The PlayQuarium, a permanent, year-round exhibit, now fully open following a soft opening last month, is fully-interactive for children to transform into scientists navigating through the ocean and learning in a fun way the animals and plants that make a home there, and how best to protect them.
“[The children can] investigate what it’s like to be in the water, underwater, be a scientist or a biologist and even consider conservation in a fun way,” Joseph said.
The exhibit is housed in one of the renovated spaces of the marine museum that was damaged within the Coney Island aquarium during Hurricane Sandy in 2012 and has been reinvented, now packed with tons of play space and breathtaking graphics intended to let kids have fun while learning about marine life.
“We are very excited to reimagine the space as an interactive Playquarium,” Joseph said. “This is a place where there is a lot to do, lots of tactile activities for young children.”
Young visitors entering the showcase are greeted with colorful art that gives them a taste of what they’ll experience inside the exhibit.

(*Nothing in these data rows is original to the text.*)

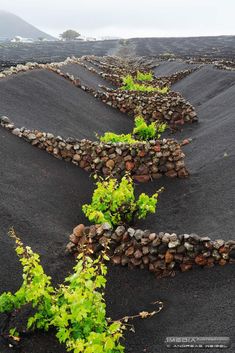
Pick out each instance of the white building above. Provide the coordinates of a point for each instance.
(19, 39)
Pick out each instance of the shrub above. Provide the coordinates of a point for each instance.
(76, 309)
(115, 202)
(130, 85)
(144, 76)
(110, 137)
(143, 131)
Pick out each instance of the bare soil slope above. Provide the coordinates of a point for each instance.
(43, 100)
(42, 197)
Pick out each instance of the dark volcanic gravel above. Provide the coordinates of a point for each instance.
(42, 197)
(86, 77)
(43, 100)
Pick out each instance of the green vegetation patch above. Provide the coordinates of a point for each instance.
(76, 309)
(115, 203)
(129, 84)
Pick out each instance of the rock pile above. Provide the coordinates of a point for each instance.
(171, 107)
(161, 253)
(144, 161)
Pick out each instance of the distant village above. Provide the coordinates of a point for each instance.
(19, 39)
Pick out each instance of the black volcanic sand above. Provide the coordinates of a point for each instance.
(53, 51)
(222, 47)
(204, 203)
(86, 77)
(42, 197)
(43, 100)
(170, 67)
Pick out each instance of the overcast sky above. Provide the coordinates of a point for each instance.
(128, 18)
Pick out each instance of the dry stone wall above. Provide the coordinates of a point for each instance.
(160, 253)
(144, 161)
(170, 107)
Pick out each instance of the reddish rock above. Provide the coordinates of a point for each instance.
(171, 173)
(78, 231)
(222, 262)
(141, 178)
(110, 164)
(130, 251)
(185, 267)
(183, 173)
(116, 259)
(157, 148)
(138, 254)
(168, 257)
(145, 260)
(224, 250)
(200, 260)
(73, 239)
(185, 142)
(136, 262)
(141, 153)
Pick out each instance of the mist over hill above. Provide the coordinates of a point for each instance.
(12, 25)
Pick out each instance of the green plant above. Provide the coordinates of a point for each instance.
(114, 202)
(76, 309)
(144, 76)
(130, 85)
(110, 137)
(143, 131)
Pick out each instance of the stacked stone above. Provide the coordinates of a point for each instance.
(161, 253)
(170, 107)
(13, 70)
(144, 161)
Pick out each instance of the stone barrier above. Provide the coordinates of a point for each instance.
(144, 161)
(161, 253)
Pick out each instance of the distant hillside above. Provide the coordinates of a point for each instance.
(12, 25)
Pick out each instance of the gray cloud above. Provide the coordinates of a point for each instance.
(128, 18)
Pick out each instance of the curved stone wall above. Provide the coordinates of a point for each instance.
(161, 253)
(144, 161)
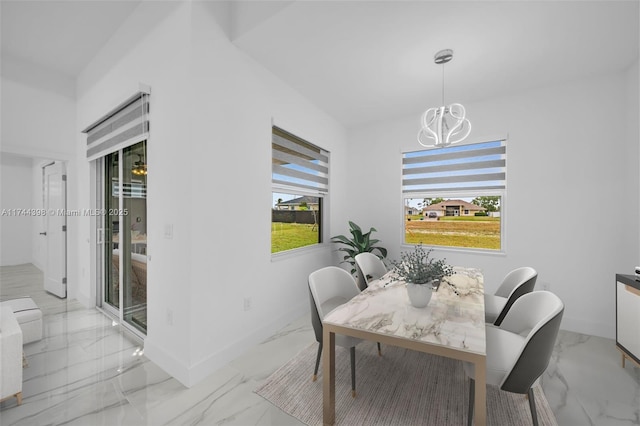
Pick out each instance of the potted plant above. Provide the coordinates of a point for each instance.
(422, 274)
(358, 243)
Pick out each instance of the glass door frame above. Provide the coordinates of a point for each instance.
(103, 239)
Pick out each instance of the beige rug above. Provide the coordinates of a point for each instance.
(402, 387)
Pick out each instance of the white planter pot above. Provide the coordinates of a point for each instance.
(419, 294)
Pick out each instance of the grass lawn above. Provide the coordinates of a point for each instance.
(473, 232)
(287, 236)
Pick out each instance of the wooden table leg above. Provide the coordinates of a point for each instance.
(480, 411)
(329, 377)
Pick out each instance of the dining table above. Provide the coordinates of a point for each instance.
(451, 325)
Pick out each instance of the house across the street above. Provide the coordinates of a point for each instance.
(453, 208)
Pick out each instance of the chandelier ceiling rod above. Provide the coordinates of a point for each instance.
(445, 125)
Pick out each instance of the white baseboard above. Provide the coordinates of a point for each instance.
(191, 375)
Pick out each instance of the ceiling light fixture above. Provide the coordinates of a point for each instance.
(139, 167)
(444, 125)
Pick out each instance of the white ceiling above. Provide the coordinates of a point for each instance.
(363, 61)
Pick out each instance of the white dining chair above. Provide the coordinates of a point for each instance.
(329, 288)
(518, 351)
(516, 283)
(369, 267)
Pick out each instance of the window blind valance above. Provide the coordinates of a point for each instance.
(298, 164)
(125, 125)
(480, 166)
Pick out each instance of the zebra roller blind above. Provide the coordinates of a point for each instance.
(480, 166)
(125, 125)
(297, 164)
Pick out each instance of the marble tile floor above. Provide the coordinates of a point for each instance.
(88, 371)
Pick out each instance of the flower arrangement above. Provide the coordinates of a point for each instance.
(418, 268)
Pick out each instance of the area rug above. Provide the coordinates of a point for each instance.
(402, 387)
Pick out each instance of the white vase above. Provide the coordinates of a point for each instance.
(419, 294)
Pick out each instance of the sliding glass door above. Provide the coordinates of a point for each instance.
(124, 247)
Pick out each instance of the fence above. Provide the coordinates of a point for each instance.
(295, 216)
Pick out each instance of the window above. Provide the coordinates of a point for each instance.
(300, 182)
(454, 196)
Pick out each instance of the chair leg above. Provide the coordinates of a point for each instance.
(532, 405)
(472, 395)
(353, 371)
(315, 372)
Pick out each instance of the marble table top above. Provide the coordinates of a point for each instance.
(454, 317)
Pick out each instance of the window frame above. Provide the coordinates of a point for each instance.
(293, 189)
(462, 193)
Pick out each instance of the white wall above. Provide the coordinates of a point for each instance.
(15, 227)
(210, 149)
(571, 208)
(38, 111)
(38, 121)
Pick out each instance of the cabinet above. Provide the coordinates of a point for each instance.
(628, 317)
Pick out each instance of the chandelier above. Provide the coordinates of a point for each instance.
(444, 125)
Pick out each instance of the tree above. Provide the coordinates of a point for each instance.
(490, 203)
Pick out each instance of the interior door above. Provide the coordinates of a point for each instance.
(55, 200)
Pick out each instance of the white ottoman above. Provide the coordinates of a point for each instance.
(29, 317)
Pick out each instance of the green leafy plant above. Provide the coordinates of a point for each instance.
(358, 243)
(418, 268)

“When you first walk in the first thing you are going to notice are these beautiful graphics, they are very vivid and so much fun,” Joseph said, “and as you walk through the exhibit what you’ll notice is that these graphics are depicting children interacting as scientists and explorers and also using their imaginations as if they were animals.”
There are many different hats the children can try on at the PlayQuarium, even their own favorite sea creature which might be an angelfish, a sardine, or even a humpback whale.
“The kids are really looking at it in a couple of different ways,” Joseph told Brooklyn Paper. “So it really is giving them a chance to play and imagine and think through these different exhibits and different ways,”
A giant submarine greets the pint-sized marine biologists who decide to check out to the open sea where they can explore the dark depths of the ocean floor and get a glimpse of the animals that live down there.
“You can be a deep-sea explorer and you go in the submarine looking for exciting creatures you will find in the depth of the midnight zone,” the educator curator said.
The life-size kelp forest is another one of the major features of the new exhibit — where children can pretend they are sea otters in an algae playground, navigating ladders and slides as they make their way through the watery wonderland.
“It’s like a little kelp playground, so you can imagine being a sea otter and playing it through and moving through the kelp,” said Joseph. “There are some small ladders, some small slides, and it’s just really larger than life, a lot of fun for kids to kind of act out the life of a sea otter.”
This is the aquarium’s first fully bilingual exhibit and is fully wheelchair accessible, with other accessibility features like low light and plenty of tactile elements.
“I think it’s super exciting for us because it really gives us a chance to reach out to our community in a new way, it really helps us to make this a more-inclusive exhibit space and inviting some of our community members who English may not be their first language, and giving us a chance to connect with them,” she said. “And really helping our guests with different kinds of educational experiences really giving them that positive opportunity for everyone if they’re coming through.”